Hotchkins hatte die Tür noch nicht ganz hinter sich geschlossen, da ließ Madeleine ihren Kimono wieder fallen und machte sich an Richards Hausmantel zu schaffen, unter dem, als sie ihn von einen Schultern gezogen hatte, ein eleganter seidener Pyjama zum Vorschein kam. Sie nahm seine Hand und zog ihn ohne Umschweife auf sein Bett und begann damit, das Oberteil aufzuknöpfen. Richard ließ es gern geschehen und küsste Madeleine zärtlich. In dieser Nacht sollte er einmal mehr die Erfahrung machen, dass seine schöne junge Ehefrau erfahrener in Liebesdingen war, als man einer bis vor kurzem unverheirateten Frau zu Beginn des 20. Jahrhunderts zugestand. Dass Madeleine darauf bestand, die ganze Nacht bei ihm in seinen Armen zu verbringen, hatte ihn zunächst ein wenig irritiert, denn seine erste Gattin, Margaret, und er waren einander zwar sehr zugetan gewesen, aber Margaret wäre nie, zumindest nicht, nachdem die beiden Kinder geboren waren, auf die Idee gekommen, ihre Nacht nicht in ihrem eigenen Bett nebenan zu verbringen, wie es sich für eine Dame aus der oberen Gesellschaftsschicht geziemte. Doch Madeleine war zwar eine Dame edelster Abkunft, aber sie hatte die meiste Zeit ihres bisherigen Lebens auf dem Land zugebracht, wo man solche Dinge vermutlich lockerer sah. Und er war selbst überrascht, wie angenehm es war, als er in der Nacht kurz aufwachte und Madeleines sanfter Atem seine Brust, auf die sie ihren Kopf gebettet hatte, streichelte, und wie köstlich es war, ihren kleinen, warmen, weichen Körper dicht an dem seinen zu spüren.

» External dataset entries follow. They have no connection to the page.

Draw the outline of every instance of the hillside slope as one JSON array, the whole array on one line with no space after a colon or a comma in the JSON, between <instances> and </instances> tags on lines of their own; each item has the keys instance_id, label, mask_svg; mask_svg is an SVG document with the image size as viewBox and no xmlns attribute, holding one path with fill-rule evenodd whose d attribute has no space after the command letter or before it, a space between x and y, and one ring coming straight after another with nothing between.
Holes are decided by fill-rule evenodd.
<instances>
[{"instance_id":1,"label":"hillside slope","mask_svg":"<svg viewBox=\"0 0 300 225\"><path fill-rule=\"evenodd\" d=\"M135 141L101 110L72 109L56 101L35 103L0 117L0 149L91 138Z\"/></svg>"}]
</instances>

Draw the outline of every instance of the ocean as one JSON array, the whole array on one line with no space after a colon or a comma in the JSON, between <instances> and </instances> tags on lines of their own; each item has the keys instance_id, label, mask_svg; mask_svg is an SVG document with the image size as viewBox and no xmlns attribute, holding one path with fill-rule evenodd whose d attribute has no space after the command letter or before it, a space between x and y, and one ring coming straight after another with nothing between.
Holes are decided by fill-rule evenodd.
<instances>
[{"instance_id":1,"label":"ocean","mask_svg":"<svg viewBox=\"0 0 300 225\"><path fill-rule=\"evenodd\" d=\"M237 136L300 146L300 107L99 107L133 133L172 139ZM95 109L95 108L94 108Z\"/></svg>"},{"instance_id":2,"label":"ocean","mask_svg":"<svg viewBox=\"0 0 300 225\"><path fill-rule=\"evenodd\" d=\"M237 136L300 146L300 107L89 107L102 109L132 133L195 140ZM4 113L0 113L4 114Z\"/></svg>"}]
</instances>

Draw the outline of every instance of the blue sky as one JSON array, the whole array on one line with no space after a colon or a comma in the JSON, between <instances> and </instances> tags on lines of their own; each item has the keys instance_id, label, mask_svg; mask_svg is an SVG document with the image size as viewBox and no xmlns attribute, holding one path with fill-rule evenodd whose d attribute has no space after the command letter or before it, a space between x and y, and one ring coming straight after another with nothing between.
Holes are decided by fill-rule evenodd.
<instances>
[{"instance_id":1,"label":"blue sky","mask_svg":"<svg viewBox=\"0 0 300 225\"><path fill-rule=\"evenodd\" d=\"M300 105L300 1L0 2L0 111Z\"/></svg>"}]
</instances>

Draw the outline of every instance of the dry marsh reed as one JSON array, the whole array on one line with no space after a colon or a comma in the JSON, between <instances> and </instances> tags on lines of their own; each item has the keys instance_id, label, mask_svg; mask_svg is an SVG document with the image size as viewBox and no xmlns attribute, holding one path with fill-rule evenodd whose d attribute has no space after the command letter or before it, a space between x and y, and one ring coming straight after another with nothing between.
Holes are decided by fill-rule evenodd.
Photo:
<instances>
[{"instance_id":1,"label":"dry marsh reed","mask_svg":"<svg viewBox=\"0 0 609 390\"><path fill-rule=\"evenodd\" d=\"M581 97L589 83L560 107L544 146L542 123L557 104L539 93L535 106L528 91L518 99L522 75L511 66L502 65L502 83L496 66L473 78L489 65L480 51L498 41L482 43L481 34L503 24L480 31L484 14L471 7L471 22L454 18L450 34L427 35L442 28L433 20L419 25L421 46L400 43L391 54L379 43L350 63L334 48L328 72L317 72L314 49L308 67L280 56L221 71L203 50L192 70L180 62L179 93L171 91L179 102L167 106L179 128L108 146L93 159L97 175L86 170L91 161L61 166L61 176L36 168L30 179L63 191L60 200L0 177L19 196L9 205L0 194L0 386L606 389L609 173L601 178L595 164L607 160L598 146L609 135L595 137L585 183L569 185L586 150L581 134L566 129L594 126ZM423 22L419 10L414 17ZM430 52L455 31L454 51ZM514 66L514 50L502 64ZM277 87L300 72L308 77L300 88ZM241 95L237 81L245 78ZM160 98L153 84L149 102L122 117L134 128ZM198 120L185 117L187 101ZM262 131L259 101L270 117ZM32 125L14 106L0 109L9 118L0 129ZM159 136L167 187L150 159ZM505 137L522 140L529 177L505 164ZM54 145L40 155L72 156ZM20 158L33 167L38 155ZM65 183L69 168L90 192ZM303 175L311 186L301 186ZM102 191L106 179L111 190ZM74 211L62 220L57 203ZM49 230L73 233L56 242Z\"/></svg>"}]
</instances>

Und so staunte Hotchkins am nächsten Morgen nicht schlecht, als er, wie jeden Morgen seinem Herrn den Morgentee ins Schlafzimmer bringend, die beiden eng umschlungen und tief schlafend vorfand. Nachdem er das Tablett auf dem Tisch vor dem Fenster abgesetzt hatte, zog er sich diskret zurück und schritt schmunzelnd die große Treppe hinunter ins Souterrain. Alicia, die Lady Madeleine ihren Tee bringen wollte, hielt er auf und schickte sie in die Küche zurück. „Mylady wird läuten, wenn sie ihren Tee will“, wies er das erste Hausmädchen an.